Crypto Economics Won’t Save Journalism
Russian hacking, the proliferation of fake news on social media, and the ongoing collapse of magazine and newspaper revenue have made it clear that there are serious problems with the news ecosystem. Civil’s ambitions to fix that are noble, and its tokenomic approach matches the broader ethos of blockchain development. But some feel it’s just a different flavor of misguided techno-utopianism.

The Wall Street Journal recently cited concerns about the CVL token’s specific usefulness within the Civil system. More fundamentally, as FT Alphaville put it, Civil is trying to “throw a set of rules at something that is inherently subjective.” Veteran crypto reporter Laura Shin commented on an episode of ZigZag that many Americans don’t seem to want their news to be the truth—they just want their own biases confirmed.
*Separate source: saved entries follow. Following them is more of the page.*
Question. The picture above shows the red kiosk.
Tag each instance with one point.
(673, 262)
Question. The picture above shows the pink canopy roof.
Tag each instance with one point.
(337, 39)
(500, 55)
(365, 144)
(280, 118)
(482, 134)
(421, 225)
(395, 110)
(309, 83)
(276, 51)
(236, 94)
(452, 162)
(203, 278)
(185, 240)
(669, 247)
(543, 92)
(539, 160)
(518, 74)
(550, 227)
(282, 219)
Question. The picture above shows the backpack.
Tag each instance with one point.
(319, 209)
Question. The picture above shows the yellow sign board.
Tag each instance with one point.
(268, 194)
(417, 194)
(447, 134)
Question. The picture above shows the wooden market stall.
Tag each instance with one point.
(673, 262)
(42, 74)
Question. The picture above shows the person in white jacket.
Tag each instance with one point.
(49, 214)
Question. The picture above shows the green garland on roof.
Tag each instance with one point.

That, she opined, could lead to highly politicized battles for control on the platform, instead of a community collaboration aimed at higher ideals.

The lessons here are hardly clear, especially as we try to separate where Civil specifically went wrong from larger issues in the crypto ecosystem in its current state. And the likely impacts are equally fuzzy: Will this high-profile failure be a big enough deal to scuttle upcoming token sales, or other pushes for mass adoption?
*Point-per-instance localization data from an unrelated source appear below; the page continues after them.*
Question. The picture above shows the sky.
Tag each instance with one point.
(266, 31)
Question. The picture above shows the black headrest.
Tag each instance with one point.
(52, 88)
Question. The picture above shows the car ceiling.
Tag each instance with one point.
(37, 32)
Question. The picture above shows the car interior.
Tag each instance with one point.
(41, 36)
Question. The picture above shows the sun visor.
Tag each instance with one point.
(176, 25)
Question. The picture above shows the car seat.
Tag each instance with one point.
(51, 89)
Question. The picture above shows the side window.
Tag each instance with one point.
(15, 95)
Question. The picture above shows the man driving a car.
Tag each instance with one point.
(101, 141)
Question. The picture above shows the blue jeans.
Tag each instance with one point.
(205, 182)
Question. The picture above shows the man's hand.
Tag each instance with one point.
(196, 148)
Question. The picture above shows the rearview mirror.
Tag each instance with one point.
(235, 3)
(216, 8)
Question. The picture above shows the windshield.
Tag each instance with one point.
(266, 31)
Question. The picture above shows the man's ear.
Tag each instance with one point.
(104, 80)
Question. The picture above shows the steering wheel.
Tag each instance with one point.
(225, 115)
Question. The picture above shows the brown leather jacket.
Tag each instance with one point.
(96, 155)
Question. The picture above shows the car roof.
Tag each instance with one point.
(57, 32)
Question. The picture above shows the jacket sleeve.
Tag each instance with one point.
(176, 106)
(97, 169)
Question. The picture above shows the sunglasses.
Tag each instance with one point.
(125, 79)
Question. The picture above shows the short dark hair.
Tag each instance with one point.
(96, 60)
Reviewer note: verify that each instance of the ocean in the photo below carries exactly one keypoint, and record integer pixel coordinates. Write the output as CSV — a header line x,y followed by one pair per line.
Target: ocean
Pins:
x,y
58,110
The good news is that the failed sale won’t stop Civil’s efforts. The money from the sale was intended to go to the Civil Foundation, an allied organization that would have made grants to newsrooms. But at least two participating media outlets, ZigZag and the Colorado Sun, have already stated that they’ll be able to continue to operate even if the token sale didn’t succeed. In a blog post on October 10th, Civil CEO Mathew Iles wrote that the company would “launch our token and our initial publishing and governance platform” within days, apparently regardless of the sale’s outcome.

Civil, in a statement to Breaker, described the results as “an incredibly disappointing — though unsurprising — outcome for us,” but also said they will be launching a new token sale, with “much simpler terms,” within a matter of weeks. Civil also confirms that existing funding for Newsrooms will not be affected by this stumbling block.

Support staff for Civil, meanwhile, are telling pledged purchasers to expect updates within 24 hours about how token contributions will be returned, and “how token buyers can continue to support Civil.”

 

Edit: Updated 2:20 pm, October 16, to reflect new information from Civil.